Given two sets of values over the same time intervals the squared deviation between them is the sum of the squares of differences in those values. The lower the deviation the more similar the curves. If we have an arbitary number of data sets we can easily write a query to perform this calculation to compare every set with every other set and pick the most similar pairs. Assume we have four data sets of three points.
drop table data_sets create table data_sets ( set_name varchar(50) , interval int , value int ) insert into data_sets values ('Set A', 1, 10) insert into data_sets values ('Set A', 2, 9) insert into data_sets values ('Set A', 3, 1) insert into data_sets values ('Set B', 1, 8) insert into data_sets values ('Set B', 2, 4) insert into data_sets values ('Set B', 3, 2) insert into data_sets values ('Set C', 1, 10) insert into data_sets values ('Set C', 2, 6) insert into data_sets values ('Set C', 3, 4) insert into data_sets values ('Set D', 1, 9) insert into data_sets values ('Set D', 2, 8) insert into data_sets values ('Set D', 3, 2)
We can the self join this table on the interval column and calculate square of the difference between the value at each interval for all possible pairs of datasets.
select t1.set_name sample_1 , t2.set_name sample_2 , sum(power(t1.value - t2.value, 2)) squared_deviation from data_sets t1 join data_sets t2 on t1.interval = t2.interval group by t1.set_name , t2.set_name order by sum(power(t1.value - t2.value, 2))
This gives us 16 records (4 x 4 datasets).

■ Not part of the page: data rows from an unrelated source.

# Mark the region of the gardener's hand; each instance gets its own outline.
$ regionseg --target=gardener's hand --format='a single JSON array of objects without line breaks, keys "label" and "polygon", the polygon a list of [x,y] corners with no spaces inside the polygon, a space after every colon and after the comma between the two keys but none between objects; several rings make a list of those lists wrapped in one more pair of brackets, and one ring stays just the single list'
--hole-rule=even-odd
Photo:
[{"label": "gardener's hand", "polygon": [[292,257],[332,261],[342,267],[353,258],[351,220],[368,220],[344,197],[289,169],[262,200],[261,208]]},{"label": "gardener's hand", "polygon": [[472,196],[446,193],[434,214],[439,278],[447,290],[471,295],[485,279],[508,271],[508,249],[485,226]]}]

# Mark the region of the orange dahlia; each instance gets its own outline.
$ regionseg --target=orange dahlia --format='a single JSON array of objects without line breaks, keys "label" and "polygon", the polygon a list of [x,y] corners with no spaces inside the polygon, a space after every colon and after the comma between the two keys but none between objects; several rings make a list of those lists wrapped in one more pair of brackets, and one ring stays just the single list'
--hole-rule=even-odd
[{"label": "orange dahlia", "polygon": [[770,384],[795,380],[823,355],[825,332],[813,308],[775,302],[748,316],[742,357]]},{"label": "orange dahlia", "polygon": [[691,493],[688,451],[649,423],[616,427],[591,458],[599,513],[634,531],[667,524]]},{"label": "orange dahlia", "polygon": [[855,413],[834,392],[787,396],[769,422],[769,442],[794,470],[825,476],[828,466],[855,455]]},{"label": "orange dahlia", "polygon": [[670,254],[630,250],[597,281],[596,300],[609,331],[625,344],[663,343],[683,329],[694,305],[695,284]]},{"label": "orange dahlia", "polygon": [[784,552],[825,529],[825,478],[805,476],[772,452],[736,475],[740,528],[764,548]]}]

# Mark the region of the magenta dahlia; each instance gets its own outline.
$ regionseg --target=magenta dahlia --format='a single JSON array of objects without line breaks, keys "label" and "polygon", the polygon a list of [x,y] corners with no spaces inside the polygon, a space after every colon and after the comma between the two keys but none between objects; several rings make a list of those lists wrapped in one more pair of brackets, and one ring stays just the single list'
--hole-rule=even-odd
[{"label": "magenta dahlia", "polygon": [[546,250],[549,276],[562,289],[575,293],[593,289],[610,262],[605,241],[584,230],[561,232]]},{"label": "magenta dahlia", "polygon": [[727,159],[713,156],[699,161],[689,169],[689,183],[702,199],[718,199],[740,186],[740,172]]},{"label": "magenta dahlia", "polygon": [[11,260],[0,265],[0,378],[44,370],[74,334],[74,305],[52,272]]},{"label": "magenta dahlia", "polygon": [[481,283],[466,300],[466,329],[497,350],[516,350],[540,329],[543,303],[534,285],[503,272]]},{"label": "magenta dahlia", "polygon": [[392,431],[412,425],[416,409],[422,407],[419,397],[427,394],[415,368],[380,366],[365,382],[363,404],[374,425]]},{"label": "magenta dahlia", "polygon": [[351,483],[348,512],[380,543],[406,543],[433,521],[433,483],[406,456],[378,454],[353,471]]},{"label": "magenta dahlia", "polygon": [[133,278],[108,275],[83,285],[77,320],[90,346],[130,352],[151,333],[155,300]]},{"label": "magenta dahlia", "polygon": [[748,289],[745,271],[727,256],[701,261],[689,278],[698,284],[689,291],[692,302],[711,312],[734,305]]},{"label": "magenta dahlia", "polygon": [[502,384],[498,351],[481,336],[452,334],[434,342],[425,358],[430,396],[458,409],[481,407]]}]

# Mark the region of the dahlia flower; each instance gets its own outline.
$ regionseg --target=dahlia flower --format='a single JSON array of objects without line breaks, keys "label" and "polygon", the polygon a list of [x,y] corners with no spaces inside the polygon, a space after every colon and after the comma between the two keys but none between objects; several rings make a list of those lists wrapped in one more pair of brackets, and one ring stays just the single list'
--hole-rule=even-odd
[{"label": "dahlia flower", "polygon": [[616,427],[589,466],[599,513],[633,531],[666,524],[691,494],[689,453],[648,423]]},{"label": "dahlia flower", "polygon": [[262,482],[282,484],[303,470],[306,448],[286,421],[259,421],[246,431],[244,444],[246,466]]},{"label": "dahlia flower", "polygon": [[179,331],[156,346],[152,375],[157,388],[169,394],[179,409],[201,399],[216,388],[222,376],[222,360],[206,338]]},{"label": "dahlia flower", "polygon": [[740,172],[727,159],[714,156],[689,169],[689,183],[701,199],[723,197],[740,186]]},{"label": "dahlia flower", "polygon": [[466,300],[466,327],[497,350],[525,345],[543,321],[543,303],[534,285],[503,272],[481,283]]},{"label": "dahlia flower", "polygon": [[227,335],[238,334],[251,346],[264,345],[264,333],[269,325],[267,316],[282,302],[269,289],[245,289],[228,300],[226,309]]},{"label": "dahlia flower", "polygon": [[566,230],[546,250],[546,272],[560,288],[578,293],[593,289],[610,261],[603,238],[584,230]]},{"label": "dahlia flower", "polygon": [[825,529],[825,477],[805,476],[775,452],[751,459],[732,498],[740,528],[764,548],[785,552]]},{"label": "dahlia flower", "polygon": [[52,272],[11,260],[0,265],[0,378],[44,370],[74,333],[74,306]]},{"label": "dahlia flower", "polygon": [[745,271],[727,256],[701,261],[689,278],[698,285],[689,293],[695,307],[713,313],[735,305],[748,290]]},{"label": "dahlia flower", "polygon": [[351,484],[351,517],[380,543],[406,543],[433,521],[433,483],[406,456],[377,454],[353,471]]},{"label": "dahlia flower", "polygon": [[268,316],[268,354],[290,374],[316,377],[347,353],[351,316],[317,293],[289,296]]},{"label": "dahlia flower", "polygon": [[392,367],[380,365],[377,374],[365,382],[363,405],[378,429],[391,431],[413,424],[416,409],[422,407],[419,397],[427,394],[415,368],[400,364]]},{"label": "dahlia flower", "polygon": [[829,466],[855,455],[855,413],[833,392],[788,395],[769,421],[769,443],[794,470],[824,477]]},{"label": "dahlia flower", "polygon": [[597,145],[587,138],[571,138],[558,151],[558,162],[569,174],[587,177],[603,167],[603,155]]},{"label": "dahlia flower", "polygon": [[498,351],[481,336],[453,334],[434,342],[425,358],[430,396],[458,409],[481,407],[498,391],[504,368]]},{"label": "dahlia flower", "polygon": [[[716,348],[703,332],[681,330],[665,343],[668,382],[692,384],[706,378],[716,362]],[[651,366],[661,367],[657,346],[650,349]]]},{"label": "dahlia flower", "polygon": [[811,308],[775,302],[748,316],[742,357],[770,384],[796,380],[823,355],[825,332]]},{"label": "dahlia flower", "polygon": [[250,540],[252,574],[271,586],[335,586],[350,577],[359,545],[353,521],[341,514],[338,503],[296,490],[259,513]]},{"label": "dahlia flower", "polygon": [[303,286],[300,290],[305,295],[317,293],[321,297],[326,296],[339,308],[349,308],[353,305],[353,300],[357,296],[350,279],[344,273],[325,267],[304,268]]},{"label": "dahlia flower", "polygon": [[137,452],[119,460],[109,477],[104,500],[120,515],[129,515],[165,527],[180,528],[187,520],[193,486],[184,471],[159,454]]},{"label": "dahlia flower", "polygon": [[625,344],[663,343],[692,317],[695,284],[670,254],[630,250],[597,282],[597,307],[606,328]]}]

This includes comparing sets with themselves and the complement of every pair (A to B and B to A) however which are redundant. These can be eliminted by adding and t1.set_name < t2.set_name to the join. This is useful technique anytime your comparing tables with themselves such as when performing an internal de-duplication. So the final results suggest that the most similar data sets are A and D and the most dissimilar are A and B.
sample_1 | sample_2 | squared_deviation |
---|---|---|
Set A | Set D | 3 |
Set C | Set D | 9 |
Set B | Set C | 12 |
Set B | Set D | 17 |
Set A | Set C | 18 |
Set A | Set B | 30 |